Commenting on the findings, Russell Haworth, Chief Executive Officer UKI at Byggfakta Group, NBS’ parent company, said “At our Construction Leaders’ Summit last October, Dame Judith Hackitt told the audience, in no uncertain terms, that regulatory change is coming, and it’s unstoppable, so the construction industry needs to be fully prepared. Fast-forward to April 2024, and our research shows many specifiers are struggling to get to grips with the requirements, and this needs to be resolved. All designers must have the correct approach to specifications if the industry is to raise the bar on building safety. This includes getting to grips with the ‘nitty gritty’ of the BSA if they want to operate in the new regulatory landscape.”

Worrying still are attitudes towards the Golden Thread and the critical role it plays for HRBs. For example, just under half of those surveyed (45%) are clear as to how they will manage building information to realise the Golden Thread and just one in ten have a solid plan in place.

Dr Stephen Hamil, Innovation Director at NBS, said “The level of understanding around the golden thread of information is worrying. As well as providing a continuous flow of information throughout the entire lifecycle of a building, it is necessary to ensure all relevant safety-related information is readily accessible and up to date.”
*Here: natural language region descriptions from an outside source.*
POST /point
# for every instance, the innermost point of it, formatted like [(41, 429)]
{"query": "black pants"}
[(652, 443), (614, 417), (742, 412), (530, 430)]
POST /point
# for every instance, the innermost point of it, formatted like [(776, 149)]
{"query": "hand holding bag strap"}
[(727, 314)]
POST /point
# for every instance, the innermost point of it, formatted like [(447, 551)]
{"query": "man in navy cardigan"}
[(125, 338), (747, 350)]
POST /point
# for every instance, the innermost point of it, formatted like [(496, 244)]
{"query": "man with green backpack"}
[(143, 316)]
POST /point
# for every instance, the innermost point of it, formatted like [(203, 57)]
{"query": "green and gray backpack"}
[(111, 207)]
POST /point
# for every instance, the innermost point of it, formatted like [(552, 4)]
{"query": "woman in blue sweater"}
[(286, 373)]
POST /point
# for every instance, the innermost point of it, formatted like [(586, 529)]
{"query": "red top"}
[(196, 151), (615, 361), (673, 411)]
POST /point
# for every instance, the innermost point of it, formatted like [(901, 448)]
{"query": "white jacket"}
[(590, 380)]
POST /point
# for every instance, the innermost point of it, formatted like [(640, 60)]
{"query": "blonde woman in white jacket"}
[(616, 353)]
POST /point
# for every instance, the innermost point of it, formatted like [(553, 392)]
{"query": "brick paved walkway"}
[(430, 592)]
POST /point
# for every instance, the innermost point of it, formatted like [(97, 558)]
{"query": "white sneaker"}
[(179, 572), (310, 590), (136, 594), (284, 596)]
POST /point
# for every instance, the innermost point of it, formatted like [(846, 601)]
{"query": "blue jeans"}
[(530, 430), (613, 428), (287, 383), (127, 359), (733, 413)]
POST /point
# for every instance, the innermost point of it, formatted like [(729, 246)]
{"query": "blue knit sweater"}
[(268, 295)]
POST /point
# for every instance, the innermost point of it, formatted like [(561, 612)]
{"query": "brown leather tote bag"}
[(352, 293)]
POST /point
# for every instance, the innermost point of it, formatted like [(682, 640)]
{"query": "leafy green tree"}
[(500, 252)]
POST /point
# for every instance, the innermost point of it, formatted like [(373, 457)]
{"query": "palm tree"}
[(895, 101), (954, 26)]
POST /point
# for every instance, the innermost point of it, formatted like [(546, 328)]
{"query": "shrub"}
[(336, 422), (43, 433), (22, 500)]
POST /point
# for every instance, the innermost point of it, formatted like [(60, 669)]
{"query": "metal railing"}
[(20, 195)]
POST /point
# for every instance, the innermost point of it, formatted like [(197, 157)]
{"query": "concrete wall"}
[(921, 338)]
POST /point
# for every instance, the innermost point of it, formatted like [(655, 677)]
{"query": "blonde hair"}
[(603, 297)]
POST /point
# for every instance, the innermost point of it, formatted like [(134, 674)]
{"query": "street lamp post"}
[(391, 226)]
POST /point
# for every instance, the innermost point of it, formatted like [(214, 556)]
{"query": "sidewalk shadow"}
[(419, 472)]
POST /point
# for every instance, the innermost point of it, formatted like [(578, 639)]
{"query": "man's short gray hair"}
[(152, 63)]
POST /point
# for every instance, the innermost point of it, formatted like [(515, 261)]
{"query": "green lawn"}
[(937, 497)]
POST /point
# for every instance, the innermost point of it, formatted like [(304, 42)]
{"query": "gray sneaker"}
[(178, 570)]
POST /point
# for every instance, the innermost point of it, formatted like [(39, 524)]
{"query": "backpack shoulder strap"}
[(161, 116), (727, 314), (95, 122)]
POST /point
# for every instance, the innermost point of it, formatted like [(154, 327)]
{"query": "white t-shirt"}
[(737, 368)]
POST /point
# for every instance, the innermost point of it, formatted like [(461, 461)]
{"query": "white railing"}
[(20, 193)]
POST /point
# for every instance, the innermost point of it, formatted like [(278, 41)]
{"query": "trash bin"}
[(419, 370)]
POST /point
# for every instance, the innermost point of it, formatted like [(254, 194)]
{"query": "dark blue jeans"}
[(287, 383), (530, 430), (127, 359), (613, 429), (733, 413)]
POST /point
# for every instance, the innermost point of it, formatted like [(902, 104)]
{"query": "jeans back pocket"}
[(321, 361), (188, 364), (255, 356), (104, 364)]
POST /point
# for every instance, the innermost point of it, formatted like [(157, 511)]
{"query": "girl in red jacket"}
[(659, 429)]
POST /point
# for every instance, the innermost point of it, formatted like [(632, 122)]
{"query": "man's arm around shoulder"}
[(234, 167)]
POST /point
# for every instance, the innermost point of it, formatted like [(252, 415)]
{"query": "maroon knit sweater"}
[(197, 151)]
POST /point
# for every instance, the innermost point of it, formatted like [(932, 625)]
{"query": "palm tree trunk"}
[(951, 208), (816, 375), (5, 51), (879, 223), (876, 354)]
He stressed the need for robust specifications that will act as a point of reference to demonstrate that designs meet the Building Regulations as part of the submitted plans at the gateways. “However, the Building Safety Act presents a great opportunity for the industry to take back control of both the design process and through proper change control processes ensure that sub-standard construction does not happen. Safety starts with the specification and a well-managed approach to spec writing must form part of the standard design process.”

David Bain, Research Manager at NBS, said “Consistency is the backbone of progress and the stakes have never been higher when it comes to HRBs. These studies serve to highlight ‘trouble spots’ and importantly, offer an understanding of how to take the industry forward as a whole.”

The full report, which provides insight into industry views on the Building Safety Act and its implementation, launches in April 2024.